HII CEO: Two-carrier buy should be authorized, appropriated in FY-19 to reap savings

By Lee Hudson / May 31, 2018 at 11:47 AM

If Congress authorizes and appropriates funding in fiscal year 2019 for a two-aircraft-carrier buy, the military will save money in the supply chain, according to Huntington Ingalls Industries' chief executive.

Mike Petters said at a conference hosted by Bernstein in New York that the authorization and appropriations process for the two-carrier buy would have produced more savings if it occurred last year.

"In the best of both worlds, we'd already have this contract in hand," he said May 30. "The fact that we're going down this path now, I think, is a win because 12, 15 months ago it was not on the radar."
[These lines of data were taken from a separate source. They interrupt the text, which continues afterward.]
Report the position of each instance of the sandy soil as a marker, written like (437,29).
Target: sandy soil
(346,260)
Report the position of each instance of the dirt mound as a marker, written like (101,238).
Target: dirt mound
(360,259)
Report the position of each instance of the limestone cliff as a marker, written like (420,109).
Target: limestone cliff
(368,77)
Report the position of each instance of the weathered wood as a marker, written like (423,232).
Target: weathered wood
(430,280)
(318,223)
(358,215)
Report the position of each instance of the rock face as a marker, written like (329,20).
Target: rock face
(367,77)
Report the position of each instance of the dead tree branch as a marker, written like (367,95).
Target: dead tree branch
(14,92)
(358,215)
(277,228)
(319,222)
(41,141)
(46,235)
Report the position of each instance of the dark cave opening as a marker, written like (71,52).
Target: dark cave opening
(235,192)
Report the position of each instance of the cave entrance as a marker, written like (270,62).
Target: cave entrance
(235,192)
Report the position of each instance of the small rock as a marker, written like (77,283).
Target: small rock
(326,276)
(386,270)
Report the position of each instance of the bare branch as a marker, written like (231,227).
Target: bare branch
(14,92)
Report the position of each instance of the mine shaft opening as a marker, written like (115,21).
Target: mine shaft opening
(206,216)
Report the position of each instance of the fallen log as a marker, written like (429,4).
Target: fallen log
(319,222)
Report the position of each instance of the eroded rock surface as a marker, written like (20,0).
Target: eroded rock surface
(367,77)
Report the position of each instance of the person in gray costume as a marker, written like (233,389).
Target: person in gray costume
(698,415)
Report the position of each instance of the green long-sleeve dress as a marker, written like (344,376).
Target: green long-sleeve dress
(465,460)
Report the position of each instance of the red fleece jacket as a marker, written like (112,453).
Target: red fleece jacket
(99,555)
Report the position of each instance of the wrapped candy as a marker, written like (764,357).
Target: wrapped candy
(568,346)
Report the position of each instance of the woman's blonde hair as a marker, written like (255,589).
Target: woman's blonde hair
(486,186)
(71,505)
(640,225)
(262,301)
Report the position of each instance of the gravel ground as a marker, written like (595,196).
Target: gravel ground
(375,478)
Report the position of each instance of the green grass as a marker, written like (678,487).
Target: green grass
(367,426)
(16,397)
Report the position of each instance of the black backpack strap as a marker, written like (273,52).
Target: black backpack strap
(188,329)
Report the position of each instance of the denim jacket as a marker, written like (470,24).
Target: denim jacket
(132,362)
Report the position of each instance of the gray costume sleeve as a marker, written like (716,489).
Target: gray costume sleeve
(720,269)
Inside Defense reported last month Newport News Shipbuilding estimated a two-carrier buy would save the Navy roughly $1.6 billion in commercially furnished equipment.

Petters said this week that allowing industry to build aircraft carriers every three or four years, instead of five to six years as it does today, would be more efficient and stabilize both the workforce and supply base.

He noted this is the first time in 30 years the United States has proposed a multiship procurement of aircraft carriers, calling now the "most exciting shipbuilding environment in 30 years."

In March, Navy acquisition executive Hondo Geurts told reporters that, in keeping with the National Defense Strategy, the service developed an acquisition plan to combine CVN-80 and CVN-81 procurements.

The Navy's FY-19 budget request seeks funding for both CVN-80 and CVN-81. The service awarded the initial contract to NNS for CVN-80 in May 2016.

The service intends to buy the carriers, but is still weighing the procurement strategy, Geurts said.

"I see savings coming from multiple different areas: One will be reduction in labor, one will be more efficient suppliers [because] they can build in a bulk quantity, and then the third is we'll have a very similar design for both so we can really improve the learning as we continue to build more carriers," he said.

If the multiyear approach appears to be a good deal for the government, the Navy will have the contracting strategy finalized by the end of the calendar year.

"We would need congressional support and congressional language, so I would assume that would work through the summer enactment cycle into early fall," he said.

The Navy would need statutory relief from Congress to incrementally fund CVN-80 and CVN-81 at the same time. "It's similar to what we did in the 80's in the Reagan era," Geurts said.